O choque como moeda da política
O problema nunca foi existir quem fale no registo do choque, isso é legítimo numa democracia plural. O problema é o país acreditar que esse é o único registo possível.
Nos últimos anos, o debate político português transformou-se silenciosa, mas profundamente. Não apenas pela ascensão de discursos disruptivos, mas pelo modo como os incentivos comunicacionais passaram a premiar a atenção sobre a substância. Um fenómeno identificado internacionalmente, a política deixa de ser disputa de argumentos e torna-se corrida pela visibilidade, onde a emoção circula mais rápido que a explicação e a performance vale tanto ou mais do que a ideia.
O choque tornou-se uma moeda forte do espaço público. O conflito viraliza, a solução não, o algoritmo amplifica o que indigna, o espaço mediático amplifica o que o algoritmo recompensa, e os atores políticos adaptam-se. Portugal não escapa e, muitas vezes, o que parece radicalização é mera adaptação a um mercado de atenção distorcido, como mostram leituras críticas internacionais sobre plataformas digitais e debate democrático.
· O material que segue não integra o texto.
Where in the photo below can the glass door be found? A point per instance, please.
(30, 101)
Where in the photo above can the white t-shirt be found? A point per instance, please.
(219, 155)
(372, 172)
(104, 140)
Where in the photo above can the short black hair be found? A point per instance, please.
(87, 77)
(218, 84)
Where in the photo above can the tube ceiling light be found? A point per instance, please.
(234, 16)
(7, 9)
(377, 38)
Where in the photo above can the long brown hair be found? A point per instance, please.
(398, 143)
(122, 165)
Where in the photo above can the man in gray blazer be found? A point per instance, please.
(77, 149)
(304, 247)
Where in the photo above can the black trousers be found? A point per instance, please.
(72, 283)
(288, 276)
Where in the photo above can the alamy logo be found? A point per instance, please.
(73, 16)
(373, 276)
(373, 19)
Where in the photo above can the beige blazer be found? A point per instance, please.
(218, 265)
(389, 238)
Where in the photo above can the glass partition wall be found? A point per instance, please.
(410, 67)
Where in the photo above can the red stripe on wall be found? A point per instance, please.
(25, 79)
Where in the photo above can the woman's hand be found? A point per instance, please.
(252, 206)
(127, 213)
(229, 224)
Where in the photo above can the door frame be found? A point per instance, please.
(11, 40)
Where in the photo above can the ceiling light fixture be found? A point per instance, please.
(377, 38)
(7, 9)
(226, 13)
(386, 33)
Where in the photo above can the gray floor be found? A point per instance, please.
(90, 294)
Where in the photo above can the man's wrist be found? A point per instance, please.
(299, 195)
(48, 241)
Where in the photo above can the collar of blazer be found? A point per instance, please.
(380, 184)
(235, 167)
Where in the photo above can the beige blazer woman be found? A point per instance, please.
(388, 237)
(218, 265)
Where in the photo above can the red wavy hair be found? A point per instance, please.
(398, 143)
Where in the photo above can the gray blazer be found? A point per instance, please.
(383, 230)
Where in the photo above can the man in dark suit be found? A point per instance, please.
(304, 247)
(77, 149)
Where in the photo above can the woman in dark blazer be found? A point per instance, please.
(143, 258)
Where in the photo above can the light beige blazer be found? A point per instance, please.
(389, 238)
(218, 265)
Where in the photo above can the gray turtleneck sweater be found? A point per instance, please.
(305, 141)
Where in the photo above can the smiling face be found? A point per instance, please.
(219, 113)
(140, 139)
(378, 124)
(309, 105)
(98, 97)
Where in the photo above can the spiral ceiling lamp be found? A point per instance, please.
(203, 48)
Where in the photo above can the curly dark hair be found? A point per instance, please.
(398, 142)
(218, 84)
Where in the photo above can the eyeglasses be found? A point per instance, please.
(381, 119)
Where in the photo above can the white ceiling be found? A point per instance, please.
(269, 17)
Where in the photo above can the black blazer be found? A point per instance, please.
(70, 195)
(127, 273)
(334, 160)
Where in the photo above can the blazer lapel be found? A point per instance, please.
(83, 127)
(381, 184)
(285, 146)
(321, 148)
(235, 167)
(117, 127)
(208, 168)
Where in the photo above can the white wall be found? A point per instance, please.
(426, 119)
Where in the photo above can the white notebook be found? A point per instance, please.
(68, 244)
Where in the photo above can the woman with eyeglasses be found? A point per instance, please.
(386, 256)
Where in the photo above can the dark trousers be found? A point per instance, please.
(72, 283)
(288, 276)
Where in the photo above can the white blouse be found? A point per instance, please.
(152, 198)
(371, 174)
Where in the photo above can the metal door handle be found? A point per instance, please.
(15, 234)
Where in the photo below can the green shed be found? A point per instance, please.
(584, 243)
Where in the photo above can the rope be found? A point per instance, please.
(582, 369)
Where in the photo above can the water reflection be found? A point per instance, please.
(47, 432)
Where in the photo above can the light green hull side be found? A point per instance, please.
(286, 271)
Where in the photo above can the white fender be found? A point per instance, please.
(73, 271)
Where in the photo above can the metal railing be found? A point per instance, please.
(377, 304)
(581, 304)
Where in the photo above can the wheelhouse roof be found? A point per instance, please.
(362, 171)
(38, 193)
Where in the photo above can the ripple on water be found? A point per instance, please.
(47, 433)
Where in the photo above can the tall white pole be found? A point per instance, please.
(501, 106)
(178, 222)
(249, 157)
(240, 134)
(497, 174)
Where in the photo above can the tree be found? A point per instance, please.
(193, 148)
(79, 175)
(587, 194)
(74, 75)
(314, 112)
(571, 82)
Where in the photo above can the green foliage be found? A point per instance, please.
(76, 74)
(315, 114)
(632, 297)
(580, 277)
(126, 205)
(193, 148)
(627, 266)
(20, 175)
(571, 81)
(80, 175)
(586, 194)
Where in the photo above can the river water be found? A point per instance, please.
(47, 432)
Quem domina o registo emocional fixa a agenda, define o ritmo e condiciona a liderança. Nos debates presidenciais, isso traduz-se em interrupções coreografadas, frases pensadas para o digital, indignação calculada. Não é apenas teatralização, é internalização de um novo sistema operativo comunicacional.
Essa lógica torna‑se especialmente visível nos cartazes de rua. Fórmulas como “Futuro Seguro”, “O valor da experiência”, “Imagina Portugal” ou “Contigo” funcionam como marcas de presença, não como leitura do país.
Os cartazes de André Ventura são, nesse sentido, reveladores. Apesar do discurso de rutura, recorrem a fórmulas identitárias simples, pensadas para gerar confronto e maximizar impacto emocional. A promessa de choque não se traduz em imaginação política, mas em afirmação simbólica de fronteira. Não é por acaso que alguns desses cartazes extravasaram o plano da controvérsia mediática e foram objeto de condenação judicial, com um tribunal a considerar que o choque produzido deixava de ser expressão política legítima para se tornar prática discriminatória. Fica exposto o limite de uma política que prefere o impacto à construção e o conflito à ideia de país.
Em contraste, outros candidatos apostam numa estética de autoridade silenciosa e competência implícita, onde a imagem substitui o discurso e a ausência de conflito é apresentada como virtude. Mas também aí o cartaz funciona mais como presença do que como proposta, evita o choque, mas evita igualmente a imaginação.
Essa uniformização revela algo mais profundo que falta de criatividade, medo de significar. Num ecossistema em que tudo é recortado e amplificado, a linguagem visual opta pelo caminho mais seguro. A política grita nos debates, mas encolhe na imaginação. A crise não é só de tom ou estilo, mas de ambição discursiva.
O resultado é uma erosão da capacidade coletiva de interpretar a realidade. A política-espetáculo comprime a complexidade, problemas densos tornam-se slogans, a intensidade substitui a explicação. Portugal não observa à distância, vive esta dinâmica.
Apelar à moderação é insuficiente. A pergunta é, como reconstruir um registo comunicacional competitivo sem ser capturado pelo choque e, ao mesmo tempo, sem abdicar da ambição criativa? Um registo capaz de gerar atenção sem sacrificar profundidade, mobilizar sem dramatizar, afirmar sem gritar.
O problema nunca foi existir quem fale no registo do choque, isso é legítimo numa democracia plural. O problema é o país acreditar que esse é o único registo possível.